Judith Ma Tseng, Club3D’s CEO, said of the move; “we are showing our commitment to AMD because we believe that AMD is ideally positioned to deliver a complete solution to our customers, and after 16 years in the business offering solutions from a variety of processor partners, we truly believe that we can offer a better solution going forward with AMD alone.”
“With products like the Radeon HD 7990 Dual GPU, Club3D has a long-standing reputation for delighting enthusiasts with spectacular products based on AMD Radeon graphics chips,” said Zvika Greenstein, Director of Desktop Product Management, AMD Graphics. “Their decision to join AMD as an exclusive hardware partner is a powerful acknowledgement of our leadership in the graphics space, and a tremendous contribution to the technical expertise in the AMD Radeon graphics ecosystem.”
Its an major turn-around for a company that used to be a great value brand for Nvidia, pushing along cards for budget buyers and competing against Inno3D, Palit and PNY. But one by one, Nvidia’s partners are slipping away. Whether that’s because they’re dissatisfied with the way overclocking and overvolting are now hamstrung, or that Nvidia gives partners like ASUS, Gigabyte and MSI free reign over designs and custom cards and special preference, it’s still a loss for the company and for consumers.

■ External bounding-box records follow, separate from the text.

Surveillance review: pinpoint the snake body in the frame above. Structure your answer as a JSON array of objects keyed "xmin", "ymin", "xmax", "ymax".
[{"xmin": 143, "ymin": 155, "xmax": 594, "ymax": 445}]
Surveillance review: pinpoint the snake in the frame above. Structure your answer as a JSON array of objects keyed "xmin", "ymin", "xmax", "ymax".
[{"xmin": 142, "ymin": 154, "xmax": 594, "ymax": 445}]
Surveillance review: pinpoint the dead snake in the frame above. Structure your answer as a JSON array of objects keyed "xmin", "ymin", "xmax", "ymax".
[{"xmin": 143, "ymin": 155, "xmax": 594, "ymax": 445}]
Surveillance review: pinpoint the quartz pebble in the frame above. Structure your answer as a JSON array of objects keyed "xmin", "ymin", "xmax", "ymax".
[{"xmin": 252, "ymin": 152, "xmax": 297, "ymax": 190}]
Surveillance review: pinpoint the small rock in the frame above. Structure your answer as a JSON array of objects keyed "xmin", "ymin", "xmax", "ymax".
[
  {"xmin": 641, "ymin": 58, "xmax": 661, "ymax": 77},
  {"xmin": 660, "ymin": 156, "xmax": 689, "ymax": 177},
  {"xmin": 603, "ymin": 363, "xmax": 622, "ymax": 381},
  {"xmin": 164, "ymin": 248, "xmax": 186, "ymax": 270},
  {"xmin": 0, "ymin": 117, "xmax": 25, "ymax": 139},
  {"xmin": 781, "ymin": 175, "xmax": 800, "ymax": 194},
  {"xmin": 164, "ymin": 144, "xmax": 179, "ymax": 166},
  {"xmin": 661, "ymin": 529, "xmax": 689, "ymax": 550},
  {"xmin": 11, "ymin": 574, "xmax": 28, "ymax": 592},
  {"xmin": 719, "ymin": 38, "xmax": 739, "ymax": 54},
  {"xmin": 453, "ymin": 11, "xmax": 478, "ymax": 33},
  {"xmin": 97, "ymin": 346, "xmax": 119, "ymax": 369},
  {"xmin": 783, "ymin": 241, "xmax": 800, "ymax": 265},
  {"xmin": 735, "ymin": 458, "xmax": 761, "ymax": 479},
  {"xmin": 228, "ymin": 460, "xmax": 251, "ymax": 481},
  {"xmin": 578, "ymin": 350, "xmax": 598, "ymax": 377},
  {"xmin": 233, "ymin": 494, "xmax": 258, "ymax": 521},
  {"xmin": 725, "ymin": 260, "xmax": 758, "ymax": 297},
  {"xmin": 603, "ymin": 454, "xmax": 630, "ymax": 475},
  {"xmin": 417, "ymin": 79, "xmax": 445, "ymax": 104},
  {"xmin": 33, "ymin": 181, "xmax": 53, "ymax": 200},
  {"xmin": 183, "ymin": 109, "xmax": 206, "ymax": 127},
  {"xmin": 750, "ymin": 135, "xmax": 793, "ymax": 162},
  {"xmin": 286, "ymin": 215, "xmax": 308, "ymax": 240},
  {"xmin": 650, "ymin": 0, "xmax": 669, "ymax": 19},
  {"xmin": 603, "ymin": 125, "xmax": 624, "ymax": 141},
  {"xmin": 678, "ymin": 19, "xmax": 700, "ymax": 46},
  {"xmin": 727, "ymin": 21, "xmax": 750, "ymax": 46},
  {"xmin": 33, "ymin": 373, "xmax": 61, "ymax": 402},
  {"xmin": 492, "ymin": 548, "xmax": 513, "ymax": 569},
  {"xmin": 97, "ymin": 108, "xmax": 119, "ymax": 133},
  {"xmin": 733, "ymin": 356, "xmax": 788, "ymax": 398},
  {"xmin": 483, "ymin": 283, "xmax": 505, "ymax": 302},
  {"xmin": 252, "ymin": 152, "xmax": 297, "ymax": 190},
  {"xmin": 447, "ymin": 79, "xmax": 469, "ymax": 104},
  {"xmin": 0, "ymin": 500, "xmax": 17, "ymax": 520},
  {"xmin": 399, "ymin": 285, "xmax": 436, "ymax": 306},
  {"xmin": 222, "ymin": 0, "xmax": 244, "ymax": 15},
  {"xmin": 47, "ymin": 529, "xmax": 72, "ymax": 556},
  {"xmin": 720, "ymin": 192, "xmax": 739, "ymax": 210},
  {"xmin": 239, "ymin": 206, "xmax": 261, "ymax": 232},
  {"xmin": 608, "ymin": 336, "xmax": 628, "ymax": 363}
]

In 2008, several board partners were shortlisted to leave Nvidia. The company wanted less players in the market to divide consumer spending power so they could earn more profit. EVGA, Zotac, BFG, PNY, XFX, Gainward, Biostar, ECS, Albatron and Club3D were part of the shortlist.
BFG, sadly, went out of business in 2010 after Nvidia had their license to produce dedicated Physx cards revoked and the company made losses on every card they sold. Their assets were bought up by Best Data and its subsidiary Diamond Multimedia. The latter company now produces stock AMD graphics cards for sale in retail chains like Best Buy, WalMart and Fry’s in the USA.
XFX, one of the most popular brands in Europe, defected to AMD. Albatron also caved in and no longer exists. Elitegroup Computer Systems (ECS) now sticks to motherboards.
Club3D hasn’t said if they’re going to continue to support customers with warranties or if they’re going to drop prices to clear out stock. Their move to AMD is a troubling one for Nvidia, especially if other, stronger partners decide to leave as well.